LONDON (Reuters) - Royal Bank of Scotland was “wilfully obtuse” when giving evidence to lawmakers examining whether its corporate turnaround division had been used to make money out of small businesses, the chairman of a British parliamentary committee said.
The Global Restructuring Group (GRG) unit deals with RBS’s corporate clients who find themselves in financial distress and have missed or are in danger of missing debt repayments. It is meant to work with companies to help them return to health.
RBS’s Deputy Chief Executive Chris Sullivan and GRG head Derek Sach told the Treasury Select Committee that the division was not used as a “profit centre” when they gave evidence in June, contradicting the findings of a report by former Bank of England Deputy Governor Andrew Large.

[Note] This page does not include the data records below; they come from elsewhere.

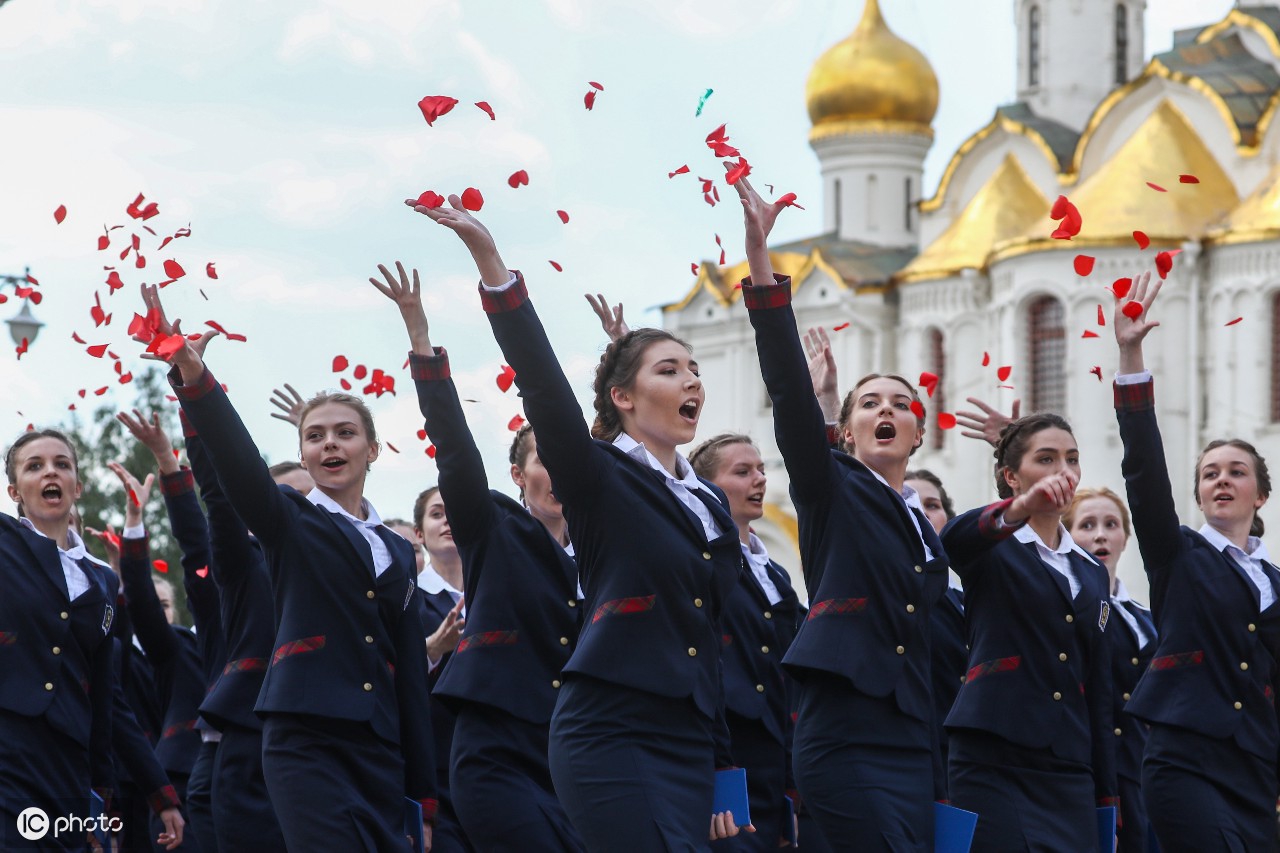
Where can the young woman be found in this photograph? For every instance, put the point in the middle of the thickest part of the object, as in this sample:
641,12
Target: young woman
638,729
522,614
56,678
1031,734
1208,775
347,724
1098,520
863,652
760,620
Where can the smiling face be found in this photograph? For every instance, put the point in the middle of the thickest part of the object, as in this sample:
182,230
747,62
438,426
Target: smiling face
881,427
1226,488
1048,451
1097,527
336,448
662,406
45,480
741,478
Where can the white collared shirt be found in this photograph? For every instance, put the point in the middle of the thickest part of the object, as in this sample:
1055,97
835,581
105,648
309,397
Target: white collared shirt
1251,561
758,560
913,502
365,527
1119,597
77,582
682,487
1056,557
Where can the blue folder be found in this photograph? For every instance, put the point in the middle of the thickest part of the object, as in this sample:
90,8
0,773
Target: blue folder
414,825
731,796
952,829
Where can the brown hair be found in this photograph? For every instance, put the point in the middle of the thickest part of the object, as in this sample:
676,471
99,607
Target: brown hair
846,407
1014,441
1086,495
1260,471
617,369
705,459
420,506
10,459
929,477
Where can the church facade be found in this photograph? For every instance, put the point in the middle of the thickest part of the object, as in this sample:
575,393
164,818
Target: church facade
969,281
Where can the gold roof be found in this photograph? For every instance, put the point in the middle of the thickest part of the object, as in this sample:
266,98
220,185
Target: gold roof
1116,200
997,211
872,80
1256,219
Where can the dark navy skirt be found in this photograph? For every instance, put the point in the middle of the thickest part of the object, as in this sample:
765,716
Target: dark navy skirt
634,770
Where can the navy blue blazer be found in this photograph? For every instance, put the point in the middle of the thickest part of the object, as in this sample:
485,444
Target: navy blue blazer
174,657
520,584
869,609
1214,670
1040,662
238,570
755,637
55,653
654,585
1128,662
348,646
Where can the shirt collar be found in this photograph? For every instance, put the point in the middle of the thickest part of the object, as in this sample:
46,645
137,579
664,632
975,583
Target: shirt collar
77,544
1257,548
327,502
639,452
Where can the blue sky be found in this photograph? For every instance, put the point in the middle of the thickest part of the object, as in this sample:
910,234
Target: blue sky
286,135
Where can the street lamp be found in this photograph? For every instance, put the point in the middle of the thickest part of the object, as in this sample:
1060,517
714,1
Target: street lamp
23,325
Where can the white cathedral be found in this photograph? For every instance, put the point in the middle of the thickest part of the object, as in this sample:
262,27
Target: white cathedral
933,283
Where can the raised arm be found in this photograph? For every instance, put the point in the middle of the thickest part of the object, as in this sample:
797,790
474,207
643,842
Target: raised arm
464,483
1146,471
565,443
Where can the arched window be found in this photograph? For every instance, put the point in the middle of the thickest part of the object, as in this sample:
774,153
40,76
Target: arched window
937,357
1046,347
1121,45
1033,46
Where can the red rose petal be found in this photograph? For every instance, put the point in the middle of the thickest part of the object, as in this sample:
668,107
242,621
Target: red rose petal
435,105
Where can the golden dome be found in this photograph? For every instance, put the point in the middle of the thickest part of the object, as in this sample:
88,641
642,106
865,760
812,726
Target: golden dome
873,77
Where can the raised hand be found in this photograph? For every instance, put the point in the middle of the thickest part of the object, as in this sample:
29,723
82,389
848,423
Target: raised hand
152,436
408,299
990,423
289,404
822,372
611,320
474,235
138,493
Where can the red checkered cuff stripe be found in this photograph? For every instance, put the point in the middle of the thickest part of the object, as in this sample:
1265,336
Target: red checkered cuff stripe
432,368
164,798
137,548
768,295
193,391
991,523
507,300
1136,397
177,483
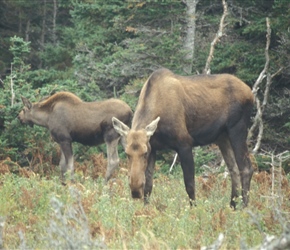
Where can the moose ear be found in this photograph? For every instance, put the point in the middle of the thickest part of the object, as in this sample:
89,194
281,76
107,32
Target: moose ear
120,127
150,129
26,102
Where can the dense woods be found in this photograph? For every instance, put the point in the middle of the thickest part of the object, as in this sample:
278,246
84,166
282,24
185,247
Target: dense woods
101,49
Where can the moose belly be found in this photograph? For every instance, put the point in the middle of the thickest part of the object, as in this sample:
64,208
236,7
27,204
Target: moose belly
87,138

However, in a letter to committee chairman Andrew Tyrie published on Tuesday, Sullivan said RBS now accepted Large’s description.
“With regard to the term of ‘profit centre’ we wish to make clear we do not disagree with the way that that accounting term was used by Andrew Large in his report,” Sullivan said in the letter.
Tyrie said RBS had made a “belated U-turn”, having initially branded the description as “totally inappropriate”.
“It now appears that RBS has been wilfully obtuse with the committee. If this is how RBS deals with a parliamentary committee, how much can customers and regulators rely on it to be straightforward with them?” he said in a statement.
Tyrie said he would be writing to RBS Chairman Philip Hampton on the matter and the committee would report on it after the summer.
RBS declined to comment on Tyrie’s remarks.
Former government advisor Lawrence Tomlinson last year accused RBS of pushing small businesses into the GRG unit so it could charge higher fees and take control of their assets. An independent review by law firm Clifford Chance found no evidence the bank had set out to defraud customers, but the unit is still being investigated by Britain’s financial regulator.